Upbeat instrumental music she didn’t recognize, the screen said “Call to Arms” by Angels and Airwaves. Mile Seven , the forty-five-foot Hunter sailboat they’d started on. New York burning as they sailed out. The first light storms. Trying to figure out how to run a sailboat. Catching fish for dinner. Faith grinning and holding up that big albacore she’d caught. The tropical storm that had caught them off Bermuda. Another video, this one taken by Faith as they were being tossed about like a leaf in the middle of the storm.
“Having fun, Sis?”
“I blame Da for this, you know,” she heard herself say.
“Funny, I blame you .”
At the bottom there was a notation: Wolf Squadron: Squadron manning: 4. Steven John Smith, 45. Stacey Lynn Smith, 38. Sophia Ann Smith, 15. Faith Marie Smith, 13. With shots of each of them from New York and the Hunter days. A couple of those were from the paparazzi who had caught them leaving the BotA building.

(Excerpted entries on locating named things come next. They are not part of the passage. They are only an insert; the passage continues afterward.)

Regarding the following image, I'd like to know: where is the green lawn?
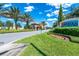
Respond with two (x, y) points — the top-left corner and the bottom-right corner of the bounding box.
(16, 33), (79, 56)
(0, 29), (32, 34)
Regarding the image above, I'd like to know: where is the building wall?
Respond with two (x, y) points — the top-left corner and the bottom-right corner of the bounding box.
(60, 19), (79, 27)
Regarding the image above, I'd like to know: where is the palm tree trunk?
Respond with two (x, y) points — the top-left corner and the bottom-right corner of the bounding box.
(15, 20), (18, 30)
(26, 21), (29, 28)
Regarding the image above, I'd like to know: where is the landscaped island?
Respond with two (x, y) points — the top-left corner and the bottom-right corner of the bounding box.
(16, 33), (79, 56)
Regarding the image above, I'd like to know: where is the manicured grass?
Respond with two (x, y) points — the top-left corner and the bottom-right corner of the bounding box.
(51, 27), (79, 37)
(16, 33), (79, 56)
(71, 36), (79, 43)
(0, 29), (32, 34)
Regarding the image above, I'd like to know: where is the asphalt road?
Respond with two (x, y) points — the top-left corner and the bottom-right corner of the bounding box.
(0, 30), (48, 44)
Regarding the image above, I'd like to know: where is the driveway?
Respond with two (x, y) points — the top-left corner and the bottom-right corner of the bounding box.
(0, 30), (48, 44)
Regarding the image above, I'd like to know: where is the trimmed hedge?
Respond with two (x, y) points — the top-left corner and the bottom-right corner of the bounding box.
(52, 27), (79, 36)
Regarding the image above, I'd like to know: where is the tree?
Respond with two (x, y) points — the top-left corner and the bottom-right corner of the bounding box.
(1, 7), (20, 30)
(17, 23), (22, 28)
(41, 21), (47, 29)
(0, 21), (3, 29)
(22, 13), (32, 28)
(58, 4), (64, 25)
(6, 20), (13, 30)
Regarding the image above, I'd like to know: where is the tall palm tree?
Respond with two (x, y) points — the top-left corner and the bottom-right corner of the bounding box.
(22, 13), (32, 28)
(6, 20), (13, 30)
(0, 7), (20, 30)
(0, 21), (3, 29)
(9, 7), (20, 29)
(41, 21), (46, 29)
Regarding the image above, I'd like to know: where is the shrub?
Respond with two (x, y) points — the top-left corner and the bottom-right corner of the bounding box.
(51, 27), (79, 36)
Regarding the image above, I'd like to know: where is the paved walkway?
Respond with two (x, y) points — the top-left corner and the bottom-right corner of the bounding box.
(0, 30), (48, 56)
(0, 30), (47, 43)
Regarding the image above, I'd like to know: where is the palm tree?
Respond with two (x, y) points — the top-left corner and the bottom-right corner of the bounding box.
(0, 7), (20, 30)
(22, 13), (32, 28)
(41, 21), (46, 29)
(6, 20), (13, 30)
(57, 4), (64, 25)
(0, 21), (3, 29)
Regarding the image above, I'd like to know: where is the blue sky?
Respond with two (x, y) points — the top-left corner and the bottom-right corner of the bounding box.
(0, 3), (79, 26)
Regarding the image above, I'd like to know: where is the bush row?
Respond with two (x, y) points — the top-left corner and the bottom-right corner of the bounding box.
(52, 27), (79, 36)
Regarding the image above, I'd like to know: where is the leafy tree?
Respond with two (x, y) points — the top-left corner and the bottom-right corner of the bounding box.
(22, 13), (32, 28)
(41, 21), (47, 29)
(6, 20), (13, 30)
(58, 4), (64, 25)
(0, 21), (3, 29)
(1, 7), (20, 30)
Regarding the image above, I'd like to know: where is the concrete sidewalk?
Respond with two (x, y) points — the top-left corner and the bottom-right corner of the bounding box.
(0, 43), (29, 56)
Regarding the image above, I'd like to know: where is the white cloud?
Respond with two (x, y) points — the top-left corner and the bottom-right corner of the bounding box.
(39, 12), (42, 14)
(8, 19), (13, 21)
(3, 3), (12, 8)
(47, 18), (57, 22)
(46, 3), (74, 9)
(46, 22), (50, 27)
(52, 10), (59, 15)
(46, 13), (52, 17)
(24, 6), (34, 12)
(46, 10), (59, 17)
(44, 8), (52, 12)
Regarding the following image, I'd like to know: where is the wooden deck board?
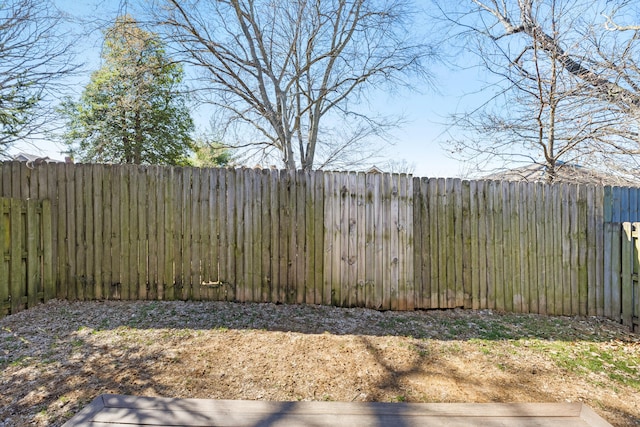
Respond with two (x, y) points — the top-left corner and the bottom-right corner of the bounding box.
(64, 394), (610, 427)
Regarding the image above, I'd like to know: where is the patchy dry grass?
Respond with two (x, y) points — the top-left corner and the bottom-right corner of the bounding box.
(0, 301), (640, 426)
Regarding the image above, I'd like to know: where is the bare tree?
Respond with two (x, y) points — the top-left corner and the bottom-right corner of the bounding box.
(148, 0), (432, 170)
(0, 0), (77, 152)
(443, 0), (640, 180)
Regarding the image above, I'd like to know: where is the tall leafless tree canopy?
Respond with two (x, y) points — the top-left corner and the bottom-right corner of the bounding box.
(440, 0), (640, 179)
(0, 0), (76, 152)
(153, 0), (432, 170)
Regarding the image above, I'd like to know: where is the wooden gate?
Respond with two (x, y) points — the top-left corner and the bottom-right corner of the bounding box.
(620, 222), (640, 331)
(0, 198), (55, 317)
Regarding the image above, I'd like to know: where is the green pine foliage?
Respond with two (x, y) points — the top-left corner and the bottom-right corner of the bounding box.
(62, 15), (194, 165)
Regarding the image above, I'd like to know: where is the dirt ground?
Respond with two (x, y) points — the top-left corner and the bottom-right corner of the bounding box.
(0, 301), (640, 426)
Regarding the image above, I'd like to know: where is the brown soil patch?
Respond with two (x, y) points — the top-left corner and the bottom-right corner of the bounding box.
(0, 301), (640, 426)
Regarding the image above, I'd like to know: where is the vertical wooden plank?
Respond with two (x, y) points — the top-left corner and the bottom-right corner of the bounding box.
(520, 183), (544, 313)
(195, 168), (211, 301)
(489, 181), (508, 311)
(244, 169), (262, 302)
(285, 171), (298, 304)
(215, 169), (231, 300)
(125, 165), (140, 300)
(420, 178), (437, 309)
(458, 180), (474, 308)
(8, 198), (22, 313)
(577, 185), (593, 316)
(397, 174), (414, 310)
(158, 167), (178, 301)
(590, 186), (606, 316)
(370, 173), (385, 309)
(63, 165), (80, 300)
(81, 165), (95, 301)
(253, 169), (273, 302)
(312, 171), (326, 304)
(322, 172), (336, 305)
(208, 168), (222, 301)
(190, 168), (204, 301)
(380, 173), (393, 310)
(428, 178), (447, 308)
(447, 179), (464, 307)
(25, 200), (40, 308)
(339, 172), (355, 307)
(387, 174), (400, 310)
(477, 181), (492, 309)
(181, 167), (198, 300)
(442, 179), (459, 308)
(120, 165), (132, 300)
(544, 184), (559, 315)
(619, 222), (634, 327)
(520, 183), (544, 313)
(236, 168), (254, 302)
(278, 170), (292, 303)
(229, 169), (244, 302)
(89, 164), (105, 299)
(532, 182), (549, 314)
(602, 222), (620, 319)
(0, 199), (11, 316)
(41, 199), (56, 304)
(565, 184), (580, 315)
(294, 170), (308, 304)
(71, 165), (85, 300)
(170, 167), (185, 300)
(502, 181), (529, 313)
(355, 172), (369, 307)
(413, 178), (426, 309)
(401, 175), (416, 310)
(303, 171), (320, 304)
(147, 166), (159, 300)
(102, 165), (114, 299)
(469, 180), (484, 310)
(437, 178), (455, 308)
(556, 184), (572, 316)
(609, 223), (626, 322)
(269, 170), (281, 303)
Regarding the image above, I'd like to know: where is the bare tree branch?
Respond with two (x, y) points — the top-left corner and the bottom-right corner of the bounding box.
(152, 0), (433, 170)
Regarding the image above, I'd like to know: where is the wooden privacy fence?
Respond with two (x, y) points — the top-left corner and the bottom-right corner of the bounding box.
(0, 198), (55, 317)
(0, 162), (640, 328)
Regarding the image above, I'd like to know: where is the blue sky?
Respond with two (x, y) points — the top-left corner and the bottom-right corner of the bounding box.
(11, 0), (481, 177)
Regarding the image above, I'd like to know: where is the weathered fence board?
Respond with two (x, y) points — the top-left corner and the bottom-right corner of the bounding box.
(0, 162), (640, 330)
(0, 198), (55, 316)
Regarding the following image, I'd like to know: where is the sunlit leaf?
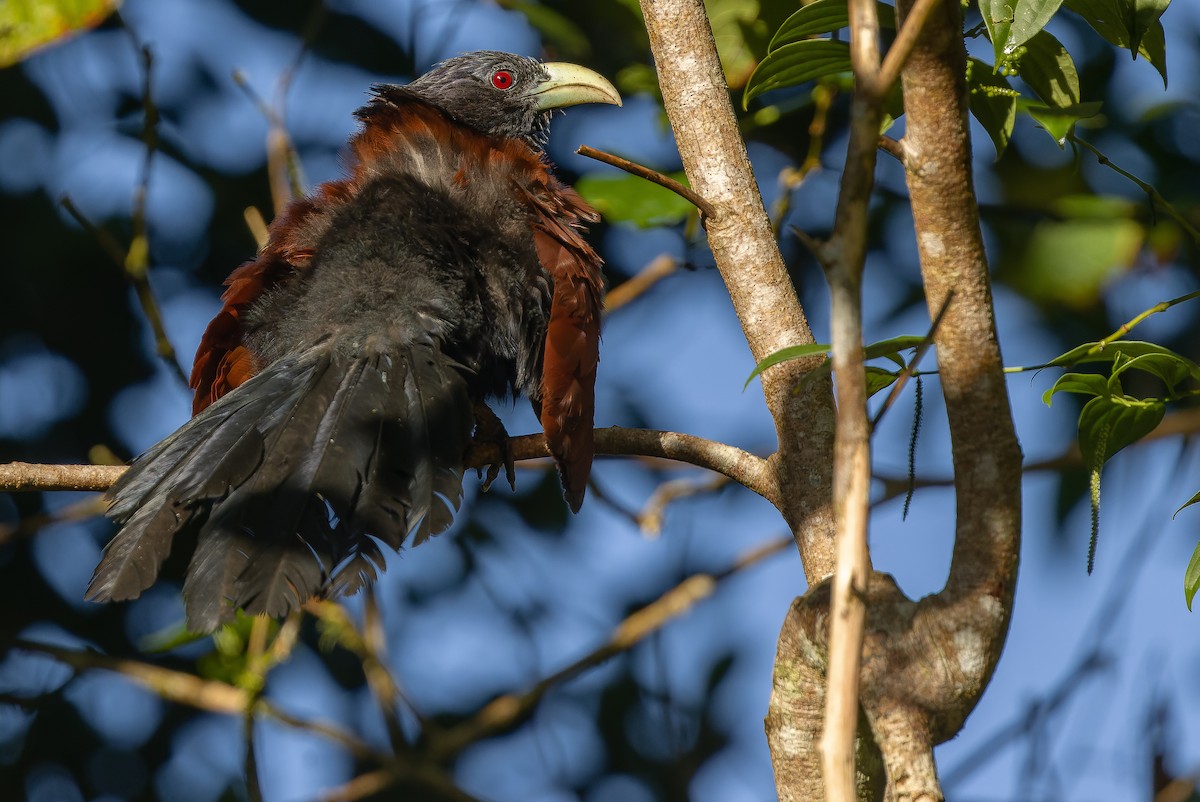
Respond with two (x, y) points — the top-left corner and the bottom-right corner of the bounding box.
(1130, 0), (1171, 56)
(742, 342), (829, 390)
(1063, 0), (1166, 86)
(979, 0), (1062, 65)
(1048, 340), (1200, 382)
(742, 38), (850, 108)
(1112, 353), (1195, 393)
(1171, 492), (1200, 521)
(0, 0), (120, 67)
(1183, 537), (1200, 610)
(863, 334), (925, 367)
(1079, 395), (1166, 466)
(704, 0), (766, 89)
(1016, 98), (1104, 148)
(1006, 217), (1146, 309)
(768, 0), (896, 50)
(1018, 31), (1080, 108)
(967, 59), (1018, 158)
(575, 173), (695, 227)
(1042, 373), (1109, 406)
(866, 365), (900, 397)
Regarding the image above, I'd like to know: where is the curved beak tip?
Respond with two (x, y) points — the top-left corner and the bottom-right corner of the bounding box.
(530, 61), (622, 112)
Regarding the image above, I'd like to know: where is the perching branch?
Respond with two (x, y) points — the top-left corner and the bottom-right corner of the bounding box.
(0, 426), (775, 499)
(641, 0), (834, 582)
(575, 145), (716, 220)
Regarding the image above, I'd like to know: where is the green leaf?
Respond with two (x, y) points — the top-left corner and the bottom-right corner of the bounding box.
(1130, 0), (1171, 57)
(863, 334), (925, 359)
(979, 0), (1062, 65)
(1006, 217), (1146, 309)
(704, 0), (768, 89)
(742, 342), (829, 390)
(742, 38), (850, 109)
(575, 173), (695, 228)
(967, 59), (1018, 158)
(863, 334), (925, 367)
(1042, 373), (1109, 407)
(1048, 340), (1200, 382)
(499, 0), (592, 62)
(0, 0), (120, 67)
(767, 0), (896, 50)
(1016, 98), (1104, 148)
(1112, 353), (1195, 393)
(1018, 31), (1080, 108)
(866, 365), (900, 397)
(1079, 395), (1166, 468)
(1183, 543), (1200, 610)
(1171, 492), (1200, 521)
(1063, 0), (1166, 86)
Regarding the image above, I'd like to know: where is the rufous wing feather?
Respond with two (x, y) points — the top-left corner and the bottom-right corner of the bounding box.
(530, 181), (604, 511)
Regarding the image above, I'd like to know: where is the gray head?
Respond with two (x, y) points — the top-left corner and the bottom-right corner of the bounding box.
(404, 50), (620, 145)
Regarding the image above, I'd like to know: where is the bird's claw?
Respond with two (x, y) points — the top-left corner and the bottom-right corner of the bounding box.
(474, 403), (517, 492)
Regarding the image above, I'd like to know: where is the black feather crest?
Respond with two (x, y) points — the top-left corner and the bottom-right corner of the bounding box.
(88, 343), (473, 632)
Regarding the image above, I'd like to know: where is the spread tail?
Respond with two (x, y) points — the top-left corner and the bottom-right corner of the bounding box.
(88, 343), (473, 632)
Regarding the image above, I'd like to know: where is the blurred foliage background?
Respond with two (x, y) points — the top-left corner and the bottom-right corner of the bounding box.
(7, 0), (1200, 802)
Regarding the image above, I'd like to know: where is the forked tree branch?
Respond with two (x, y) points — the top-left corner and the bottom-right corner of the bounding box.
(641, 0), (834, 583)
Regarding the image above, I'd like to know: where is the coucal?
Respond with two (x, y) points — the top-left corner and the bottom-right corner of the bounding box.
(88, 52), (620, 632)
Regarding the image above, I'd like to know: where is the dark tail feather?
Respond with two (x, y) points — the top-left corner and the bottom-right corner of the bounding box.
(89, 345), (473, 632)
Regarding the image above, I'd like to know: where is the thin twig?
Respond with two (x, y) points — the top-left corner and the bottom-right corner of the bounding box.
(871, 291), (954, 431)
(233, 70), (305, 216)
(0, 426), (775, 499)
(241, 207), (271, 251)
(604, 253), (679, 315)
(0, 462), (126, 492)
(637, 474), (731, 538)
(875, 0), (944, 97)
(575, 145), (716, 220)
(359, 588), (408, 754)
(59, 192), (188, 387)
(12, 640), (250, 716)
(820, 0), (882, 802)
(0, 496), (108, 545)
(1067, 132), (1200, 246)
(872, 408), (1200, 507)
(426, 537), (796, 762)
(121, 32), (188, 387)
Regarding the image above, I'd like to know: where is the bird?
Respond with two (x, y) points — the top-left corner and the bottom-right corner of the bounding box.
(86, 50), (620, 633)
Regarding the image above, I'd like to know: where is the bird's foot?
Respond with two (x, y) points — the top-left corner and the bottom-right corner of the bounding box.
(473, 403), (517, 492)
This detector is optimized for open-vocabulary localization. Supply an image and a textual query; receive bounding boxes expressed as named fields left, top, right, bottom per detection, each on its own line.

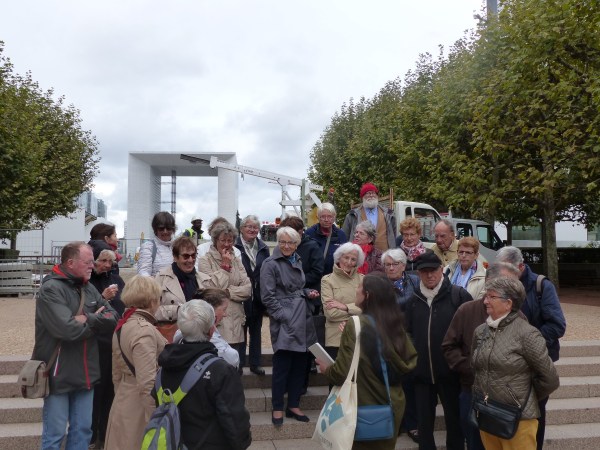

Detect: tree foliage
left=0, top=42, right=99, bottom=234
left=311, top=0, right=600, bottom=280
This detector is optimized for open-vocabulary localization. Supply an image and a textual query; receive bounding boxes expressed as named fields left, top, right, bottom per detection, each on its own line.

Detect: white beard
left=363, top=198, right=379, bottom=209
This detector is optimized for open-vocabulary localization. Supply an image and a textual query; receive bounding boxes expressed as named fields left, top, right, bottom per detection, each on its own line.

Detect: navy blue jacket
left=235, top=236, right=270, bottom=315
left=304, top=223, right=348, bottom=275
left=521, top=264, right=567, bottom=361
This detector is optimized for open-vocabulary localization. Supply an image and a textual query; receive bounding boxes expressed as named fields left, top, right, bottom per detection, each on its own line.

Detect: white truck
left=394, top=200, right=504, bottom=263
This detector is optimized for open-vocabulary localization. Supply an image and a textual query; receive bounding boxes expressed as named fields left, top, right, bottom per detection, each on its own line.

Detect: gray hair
left=317, top=202, right=337, bottom=217
left=433, top=219, right=455, bottom=233
left=381, top=248, right=406, bottom=265
left=485, top=261, right=521, bottom=281
left=277, top=227, right=300, bottom=244
left=240, top=214, right=260, bottom=228
left=96, top=248, right=117, bottom=262
left=356, top=220, right=377, bottom=242
left=333, top=242, right=365, bottom=267
left=177, top=300, right=215, bottom=342
left=496, top=245, right=523, bottom=267
left=485, top=277, right=527, bottom=311
left=210, top=221, right=237, bottom=247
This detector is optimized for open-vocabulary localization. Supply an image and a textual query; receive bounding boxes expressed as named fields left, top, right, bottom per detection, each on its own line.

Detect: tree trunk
left=542, top=189, right=558, bottom=287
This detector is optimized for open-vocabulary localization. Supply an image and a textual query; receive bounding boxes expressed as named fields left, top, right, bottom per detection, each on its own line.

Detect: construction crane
left=180, top=154, right=323, bottom=223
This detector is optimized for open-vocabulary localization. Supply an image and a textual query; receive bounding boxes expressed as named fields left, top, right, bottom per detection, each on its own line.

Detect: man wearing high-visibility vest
left=182, top=216, right=204, bottom=247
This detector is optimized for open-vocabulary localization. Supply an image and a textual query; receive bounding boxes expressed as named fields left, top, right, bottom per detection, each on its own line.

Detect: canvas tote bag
left=312, top=316, right=360, bottom=450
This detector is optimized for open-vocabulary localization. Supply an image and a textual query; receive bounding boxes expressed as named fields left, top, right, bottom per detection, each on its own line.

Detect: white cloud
left=0, top=0, right=482, bottom=237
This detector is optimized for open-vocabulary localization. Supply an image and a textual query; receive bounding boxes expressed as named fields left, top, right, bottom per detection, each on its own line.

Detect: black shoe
left=406, top=430, right=419, bottom=444
left=271, top=413, right=283, bottom=426
left=285, top=408, right=310, bottom=422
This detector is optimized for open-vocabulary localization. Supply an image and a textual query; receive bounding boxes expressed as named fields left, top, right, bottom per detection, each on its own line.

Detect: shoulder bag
left=312, top=316, right=360, bottom=450
left=469, top=327, right=533, bottom=439
left=354, top=315, right=394, bottom=441
left=17, top=288, right=85, bottom=398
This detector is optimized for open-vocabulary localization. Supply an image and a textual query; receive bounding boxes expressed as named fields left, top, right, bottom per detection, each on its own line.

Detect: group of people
left=34, top=183, right=566, bottom=450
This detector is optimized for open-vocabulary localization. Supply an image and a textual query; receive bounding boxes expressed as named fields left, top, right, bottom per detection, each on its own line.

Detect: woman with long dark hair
left=317, top=275, right=417, bottom=450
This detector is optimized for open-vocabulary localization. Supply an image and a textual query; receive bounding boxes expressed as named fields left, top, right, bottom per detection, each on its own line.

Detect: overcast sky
left=0, top=0, right=485, bottom=236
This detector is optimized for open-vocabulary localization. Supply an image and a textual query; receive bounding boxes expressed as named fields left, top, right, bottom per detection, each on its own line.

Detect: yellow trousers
left=479, top=419, right=538, bottom=450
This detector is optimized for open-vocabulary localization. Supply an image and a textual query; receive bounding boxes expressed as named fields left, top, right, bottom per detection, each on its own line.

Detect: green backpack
left=142, top=353, right=220, bottom=450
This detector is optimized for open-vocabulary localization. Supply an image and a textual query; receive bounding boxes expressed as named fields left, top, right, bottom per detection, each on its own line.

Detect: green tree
left=0, top=42, right=99, bottom=246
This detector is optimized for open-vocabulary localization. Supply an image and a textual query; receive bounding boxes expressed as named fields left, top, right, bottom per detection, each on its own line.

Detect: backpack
left=142, top=353, right=220, bottom=450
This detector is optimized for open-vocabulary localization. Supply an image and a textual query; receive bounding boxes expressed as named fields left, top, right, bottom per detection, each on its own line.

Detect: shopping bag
left=312, top=316, right=360, bottom=450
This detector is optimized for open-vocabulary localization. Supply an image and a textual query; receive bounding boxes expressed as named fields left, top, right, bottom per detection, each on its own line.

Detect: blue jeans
left=458, top=389, right=485, bottom=450
left=42, top=389, right=94, bottom=450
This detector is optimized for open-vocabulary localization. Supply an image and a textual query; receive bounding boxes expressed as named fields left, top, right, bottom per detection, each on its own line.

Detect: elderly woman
left=235, top=215, right=271, bottom=375
left=156, top=300, right=252, bottom=450
left=317, top=275, right=417, bottom=450
left=304, top=203, right=348, bottom=275
left=106, top=275, right=167, bottom=450
left=88, top=223, right=123, bottom=273
left=445, top=236, right=485, bottom=300
left=90, top=248, right=125, bottom=448
left=381, top=248, right=419, bottom=443
left=381, top=248, right=419, bottom=311
left=396, top=217, right=427, bottom=273
left=260, top=227, right=319, bottom=425
left=156, top=236, right=224, bottom=343
left=199, top=222, right=252, bottom=372
left=137, top=211, right=175, bottom=277
left=352, top=220, right=383, bottom=275
left=321, top=242, right=365, bottom=359
left=471, top=277, right=559, bottom=449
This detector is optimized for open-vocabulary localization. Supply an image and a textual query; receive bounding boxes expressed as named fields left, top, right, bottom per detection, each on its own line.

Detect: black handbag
left=471, top=384, right=531, bottom=439
left=354, top=315, right=395, bottom=441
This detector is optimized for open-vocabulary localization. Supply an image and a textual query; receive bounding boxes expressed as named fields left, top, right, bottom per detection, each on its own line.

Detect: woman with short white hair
left=260, top=227, right=319, bottom=425
left=321, top=242, right=365, bottom=359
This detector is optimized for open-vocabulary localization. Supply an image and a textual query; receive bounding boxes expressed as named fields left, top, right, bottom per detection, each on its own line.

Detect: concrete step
left=554, top=356, right=600, bottom=378
left=242, top=367, right=329, bottom=389
left=560, top=340, right=600, bottom=358
left=0, top=398, right=44, bottom=424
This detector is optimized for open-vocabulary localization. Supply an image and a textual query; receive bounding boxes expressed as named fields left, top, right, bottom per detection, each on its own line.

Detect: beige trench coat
left=321, top=264, right=363, bottom=347
left=199, top=246, right=252, bottom=344
left=155, top=266, right=228, bottom=322
left=104, top=310, right=167, bottom=450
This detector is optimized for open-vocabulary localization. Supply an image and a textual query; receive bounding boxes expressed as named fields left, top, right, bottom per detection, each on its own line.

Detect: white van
left=394, top=200, right=504, bottom=263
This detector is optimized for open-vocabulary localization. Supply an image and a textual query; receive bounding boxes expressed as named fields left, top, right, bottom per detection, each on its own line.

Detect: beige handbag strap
left=344, top=316, right=360, bottom=383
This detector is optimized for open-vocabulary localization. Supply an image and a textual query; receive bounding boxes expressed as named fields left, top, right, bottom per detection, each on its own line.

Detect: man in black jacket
left=405, top=250, right=473, bottom=450
left=33, top=242, right=117, bottom=450
left=157, top=300, right=252, bottom=450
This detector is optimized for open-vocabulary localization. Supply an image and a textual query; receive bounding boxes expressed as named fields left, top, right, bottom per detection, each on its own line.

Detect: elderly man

Then a shot of the Tina’s Toy as they were approaching the first boat they’d “rescued.” Cruxshadow’s “Sophia” started.
A shot of Tina, looking small and sad with her name captioned. Pictures of Mum and Da and Faith and herself, pulling out the remains of Tina’s family. Ripping up carpet. Scrubbing the decks. Mum in the engine room covered in oil from a burst line. Sophia hadn’t seen Tina in forever, didn’t even know where she was. Last she’d heard the girl was on the Boadicea . She made a note to look her up.
The manning was now “5.” Although, honestly, Tina was never a lot of help. At the bottom the names of the members of the squadron were scrolling continuously. The scroll kept getting longer and longer as more and more people joined the “squadron.”
A picture of them bringing aboard the survivors from their first lifeboat. Chris and Paula and all the rest. She’d taken that shot. Paula was in the South Wing, Flotilla Four, now, still skippering the Linea Caliente . She and Chris had just gotten engaged, last Sophia heard.